The penalties and benefits attached can be as little as 0.025 percentage point of annual interest for each target. That compares with typical savings of 0.25 percentage point for reducing debt-to-earnings multiples by the equivalent of one-quarter of annual earnings, according to 9fin.

"It's the reputational risk that comes from missing your target that is much worse" than the interest penalty, said Fraser Lundie, head of credit at fund manager Federated Hermes.

He wants to buy ESG-linked debt and encourage companies to pursue challenging targets, but not when it offers a worse return than plain debt from the same firm.

"A company might have one bond that is sustainability-linked, but the whole company is explicitly tied to that sustainability target," Mr. Lundie added.

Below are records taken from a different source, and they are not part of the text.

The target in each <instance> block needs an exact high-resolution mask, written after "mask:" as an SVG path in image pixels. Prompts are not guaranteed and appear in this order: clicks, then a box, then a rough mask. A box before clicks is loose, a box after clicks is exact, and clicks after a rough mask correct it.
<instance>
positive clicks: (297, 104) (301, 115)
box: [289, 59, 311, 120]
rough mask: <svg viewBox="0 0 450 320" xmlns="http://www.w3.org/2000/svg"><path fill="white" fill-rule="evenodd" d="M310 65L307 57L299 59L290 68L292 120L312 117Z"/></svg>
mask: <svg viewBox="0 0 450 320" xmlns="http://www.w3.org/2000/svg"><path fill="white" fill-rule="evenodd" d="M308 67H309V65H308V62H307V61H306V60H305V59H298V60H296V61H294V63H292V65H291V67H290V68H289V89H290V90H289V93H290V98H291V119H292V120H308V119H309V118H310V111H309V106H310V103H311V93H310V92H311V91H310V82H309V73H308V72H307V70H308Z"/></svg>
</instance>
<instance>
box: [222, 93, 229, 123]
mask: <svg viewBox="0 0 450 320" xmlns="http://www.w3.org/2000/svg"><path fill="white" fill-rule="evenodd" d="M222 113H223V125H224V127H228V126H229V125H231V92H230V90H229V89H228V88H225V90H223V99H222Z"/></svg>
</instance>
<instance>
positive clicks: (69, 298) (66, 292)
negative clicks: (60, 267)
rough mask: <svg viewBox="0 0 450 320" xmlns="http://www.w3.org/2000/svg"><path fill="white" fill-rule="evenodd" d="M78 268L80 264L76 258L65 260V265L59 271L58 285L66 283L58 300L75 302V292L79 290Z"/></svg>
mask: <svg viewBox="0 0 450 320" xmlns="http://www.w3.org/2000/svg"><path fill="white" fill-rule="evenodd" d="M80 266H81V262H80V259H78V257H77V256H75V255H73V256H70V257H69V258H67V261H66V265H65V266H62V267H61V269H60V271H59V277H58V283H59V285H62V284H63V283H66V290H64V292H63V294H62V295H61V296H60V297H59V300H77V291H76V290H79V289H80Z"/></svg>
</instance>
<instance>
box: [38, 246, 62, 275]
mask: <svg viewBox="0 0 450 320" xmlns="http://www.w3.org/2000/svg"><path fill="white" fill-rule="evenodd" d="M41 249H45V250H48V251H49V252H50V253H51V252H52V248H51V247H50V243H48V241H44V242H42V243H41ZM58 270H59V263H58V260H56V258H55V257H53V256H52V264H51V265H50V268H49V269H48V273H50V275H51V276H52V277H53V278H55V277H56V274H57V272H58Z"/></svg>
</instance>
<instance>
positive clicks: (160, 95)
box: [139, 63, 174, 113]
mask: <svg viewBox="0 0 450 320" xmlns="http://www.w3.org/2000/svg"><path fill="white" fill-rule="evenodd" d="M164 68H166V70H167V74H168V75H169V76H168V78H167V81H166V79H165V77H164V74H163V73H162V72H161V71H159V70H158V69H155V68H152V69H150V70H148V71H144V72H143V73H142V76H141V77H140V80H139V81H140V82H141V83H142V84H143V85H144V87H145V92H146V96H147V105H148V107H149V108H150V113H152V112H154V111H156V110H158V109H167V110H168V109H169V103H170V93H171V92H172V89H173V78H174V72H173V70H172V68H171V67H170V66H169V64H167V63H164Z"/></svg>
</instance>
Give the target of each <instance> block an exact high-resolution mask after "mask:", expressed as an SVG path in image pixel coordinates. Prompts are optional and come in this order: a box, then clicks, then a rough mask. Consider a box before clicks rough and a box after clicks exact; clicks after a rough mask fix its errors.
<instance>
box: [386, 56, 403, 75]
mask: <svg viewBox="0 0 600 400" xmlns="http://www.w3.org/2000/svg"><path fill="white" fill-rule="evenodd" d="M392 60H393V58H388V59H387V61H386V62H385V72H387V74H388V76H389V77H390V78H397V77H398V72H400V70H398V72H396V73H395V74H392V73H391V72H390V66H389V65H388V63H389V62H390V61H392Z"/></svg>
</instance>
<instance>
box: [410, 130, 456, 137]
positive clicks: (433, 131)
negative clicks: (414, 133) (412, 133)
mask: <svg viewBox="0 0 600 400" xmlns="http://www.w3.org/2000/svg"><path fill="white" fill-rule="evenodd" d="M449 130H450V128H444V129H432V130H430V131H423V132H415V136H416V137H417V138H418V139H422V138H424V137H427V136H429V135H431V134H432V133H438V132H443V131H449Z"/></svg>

He also wants to see more standardization in the size of ratchets, how regularly companies are assessed against targets and measurement by independent parties.

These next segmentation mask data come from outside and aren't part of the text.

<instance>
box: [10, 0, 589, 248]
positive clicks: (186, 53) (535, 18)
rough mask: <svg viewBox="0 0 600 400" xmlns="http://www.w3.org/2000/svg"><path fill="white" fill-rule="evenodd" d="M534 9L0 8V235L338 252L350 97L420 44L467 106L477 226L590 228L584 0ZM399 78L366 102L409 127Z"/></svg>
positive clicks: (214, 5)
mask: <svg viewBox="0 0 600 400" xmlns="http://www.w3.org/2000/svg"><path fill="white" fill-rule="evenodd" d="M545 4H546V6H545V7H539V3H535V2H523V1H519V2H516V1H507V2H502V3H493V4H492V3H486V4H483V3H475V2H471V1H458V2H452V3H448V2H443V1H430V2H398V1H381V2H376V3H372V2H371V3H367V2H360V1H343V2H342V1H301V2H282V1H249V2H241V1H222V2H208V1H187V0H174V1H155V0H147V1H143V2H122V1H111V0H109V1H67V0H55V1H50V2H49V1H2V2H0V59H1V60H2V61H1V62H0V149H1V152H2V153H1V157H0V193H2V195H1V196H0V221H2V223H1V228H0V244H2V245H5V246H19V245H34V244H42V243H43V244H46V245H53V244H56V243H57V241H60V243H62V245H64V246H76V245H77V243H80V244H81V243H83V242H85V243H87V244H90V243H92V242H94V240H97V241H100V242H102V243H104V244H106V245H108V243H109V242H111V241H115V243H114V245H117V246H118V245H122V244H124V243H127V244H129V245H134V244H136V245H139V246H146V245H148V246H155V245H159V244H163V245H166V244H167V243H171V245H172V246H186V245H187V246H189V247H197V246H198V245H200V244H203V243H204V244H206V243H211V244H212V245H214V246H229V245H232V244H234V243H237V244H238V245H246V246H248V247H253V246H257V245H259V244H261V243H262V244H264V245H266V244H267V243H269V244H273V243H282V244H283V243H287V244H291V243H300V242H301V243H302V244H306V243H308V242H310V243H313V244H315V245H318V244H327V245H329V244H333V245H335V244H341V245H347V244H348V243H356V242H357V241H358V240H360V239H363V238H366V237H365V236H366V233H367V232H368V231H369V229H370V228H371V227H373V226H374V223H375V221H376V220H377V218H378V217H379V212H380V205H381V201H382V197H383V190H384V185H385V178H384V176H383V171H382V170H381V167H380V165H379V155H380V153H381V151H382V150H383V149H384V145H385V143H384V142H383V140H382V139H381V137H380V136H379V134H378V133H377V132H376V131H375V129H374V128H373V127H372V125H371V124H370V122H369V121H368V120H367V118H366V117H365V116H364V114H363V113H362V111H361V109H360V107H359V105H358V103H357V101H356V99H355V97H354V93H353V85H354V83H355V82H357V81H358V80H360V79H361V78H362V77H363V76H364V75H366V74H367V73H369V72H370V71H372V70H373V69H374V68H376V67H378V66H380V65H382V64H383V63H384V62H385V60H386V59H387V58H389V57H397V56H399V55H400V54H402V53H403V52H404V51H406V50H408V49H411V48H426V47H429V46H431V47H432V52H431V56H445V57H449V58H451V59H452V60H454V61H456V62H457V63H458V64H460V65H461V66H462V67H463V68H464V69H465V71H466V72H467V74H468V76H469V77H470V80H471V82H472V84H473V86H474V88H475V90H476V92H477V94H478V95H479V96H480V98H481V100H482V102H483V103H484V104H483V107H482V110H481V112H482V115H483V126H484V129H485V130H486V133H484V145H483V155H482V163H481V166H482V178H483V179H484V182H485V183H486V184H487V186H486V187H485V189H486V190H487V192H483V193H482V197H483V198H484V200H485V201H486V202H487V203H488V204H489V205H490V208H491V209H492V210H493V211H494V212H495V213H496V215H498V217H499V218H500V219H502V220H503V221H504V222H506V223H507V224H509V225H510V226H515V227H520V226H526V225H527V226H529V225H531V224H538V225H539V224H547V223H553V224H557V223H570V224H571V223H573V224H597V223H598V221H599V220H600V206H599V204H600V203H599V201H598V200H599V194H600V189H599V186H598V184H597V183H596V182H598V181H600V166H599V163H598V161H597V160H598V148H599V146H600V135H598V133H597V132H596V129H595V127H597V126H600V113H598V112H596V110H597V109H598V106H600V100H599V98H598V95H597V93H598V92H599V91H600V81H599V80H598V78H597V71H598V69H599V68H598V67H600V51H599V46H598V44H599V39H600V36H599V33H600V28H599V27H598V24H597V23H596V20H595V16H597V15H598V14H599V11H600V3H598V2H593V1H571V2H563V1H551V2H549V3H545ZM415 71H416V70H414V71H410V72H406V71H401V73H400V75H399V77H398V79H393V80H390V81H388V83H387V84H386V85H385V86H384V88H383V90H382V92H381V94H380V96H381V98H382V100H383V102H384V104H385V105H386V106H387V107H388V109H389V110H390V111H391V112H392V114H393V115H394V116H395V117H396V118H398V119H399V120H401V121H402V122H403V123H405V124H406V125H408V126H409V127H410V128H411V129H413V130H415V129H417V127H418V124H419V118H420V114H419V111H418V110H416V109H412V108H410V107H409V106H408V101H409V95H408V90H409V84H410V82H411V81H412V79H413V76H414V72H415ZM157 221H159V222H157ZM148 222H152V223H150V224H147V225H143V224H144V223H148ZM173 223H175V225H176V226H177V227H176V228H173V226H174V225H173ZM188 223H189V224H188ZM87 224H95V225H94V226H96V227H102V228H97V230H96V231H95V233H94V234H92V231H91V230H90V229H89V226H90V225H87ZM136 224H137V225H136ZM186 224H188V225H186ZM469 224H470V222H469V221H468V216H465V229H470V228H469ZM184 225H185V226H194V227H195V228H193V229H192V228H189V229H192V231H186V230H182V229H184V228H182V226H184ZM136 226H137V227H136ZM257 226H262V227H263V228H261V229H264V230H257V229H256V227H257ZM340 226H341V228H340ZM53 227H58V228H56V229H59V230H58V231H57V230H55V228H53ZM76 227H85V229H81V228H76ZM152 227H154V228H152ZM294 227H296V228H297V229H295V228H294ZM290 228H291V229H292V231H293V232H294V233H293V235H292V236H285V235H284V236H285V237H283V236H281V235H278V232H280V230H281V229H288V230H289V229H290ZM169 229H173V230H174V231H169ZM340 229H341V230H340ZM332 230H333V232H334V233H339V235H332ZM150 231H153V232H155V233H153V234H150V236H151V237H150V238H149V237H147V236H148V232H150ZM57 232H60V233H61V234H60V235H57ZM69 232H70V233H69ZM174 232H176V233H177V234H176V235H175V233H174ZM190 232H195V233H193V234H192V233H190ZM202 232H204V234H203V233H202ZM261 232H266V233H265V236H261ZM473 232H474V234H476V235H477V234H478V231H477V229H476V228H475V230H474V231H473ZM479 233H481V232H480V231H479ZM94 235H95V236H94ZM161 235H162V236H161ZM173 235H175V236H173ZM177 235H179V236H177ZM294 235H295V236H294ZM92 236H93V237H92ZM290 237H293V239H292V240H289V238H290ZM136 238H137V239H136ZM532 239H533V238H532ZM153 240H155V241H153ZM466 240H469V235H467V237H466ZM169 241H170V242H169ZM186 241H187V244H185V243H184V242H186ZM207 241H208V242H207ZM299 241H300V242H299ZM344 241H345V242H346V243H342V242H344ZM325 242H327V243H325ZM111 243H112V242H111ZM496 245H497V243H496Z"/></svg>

Carlyle is one of the private-equity firms that has been most eager to add ESG targets to the financing of its portfolio companies. In February, it also arranged a $4.1 billion credit line that its own buyout funds can use in which interest costs are linked to board diversity among their portfolio companies. It wouldn't disclose the size of the ratchets.

"The fact that you have an economic consequence to a target you've set raises the profile of that target, everyone knows it's there," said Sam Lukaitis, a director in Carlyle's European financing group. "I think the economic impact of these will grow over time."

Carlyle-backed Portuguese plastics packaging group Logoplaste last summer became the first company to add ESG-linked interest costs to a junk-rated loan sold to investors. It has targets linked to emissions and use of recycled plastic, each worth 0.05 percentage points.

The company already had reasonable green credentials for a plastics business through an accident of history. Its founder Marcel de Botton, had run Portugal's largest plastics company before a socialist revolution in the mid-1970s ultimately led to him losing control of the business.

When starting again, he aimed to avoid rules on employee ownership by keeping his businesses small: That sparked the idea of smaller scale packaging production on the same site of its clients' factories, which meant less emissions from transporting goods.

Later, he saw that as an environmental virtue and separately set up a plastics recycling business.

Gerardo Chiaia, Logoplaste's chief executive, said having publicly-declared ESG targets attached to financing were mostly about increased scrutiny and accountability. But the financial incentive is also important. "It is putting your money where your mouth is," he said. "I believe it's going to become part of the license to operate."

Still, some investors don't like being asked to pay for changes they believe companies should be making anyway.

"If you want to reduce your own carbon footprint, you're not going to ask your mortgage provider to give you a discount for doing it," said Jonathan Butler, London-based co-head of global high-yield at PGIM, the fund management arm of U.S. insurer Prudential Financial. "This is effectively just a backdoor way of private equity reducing their margins [on borrowing costs]."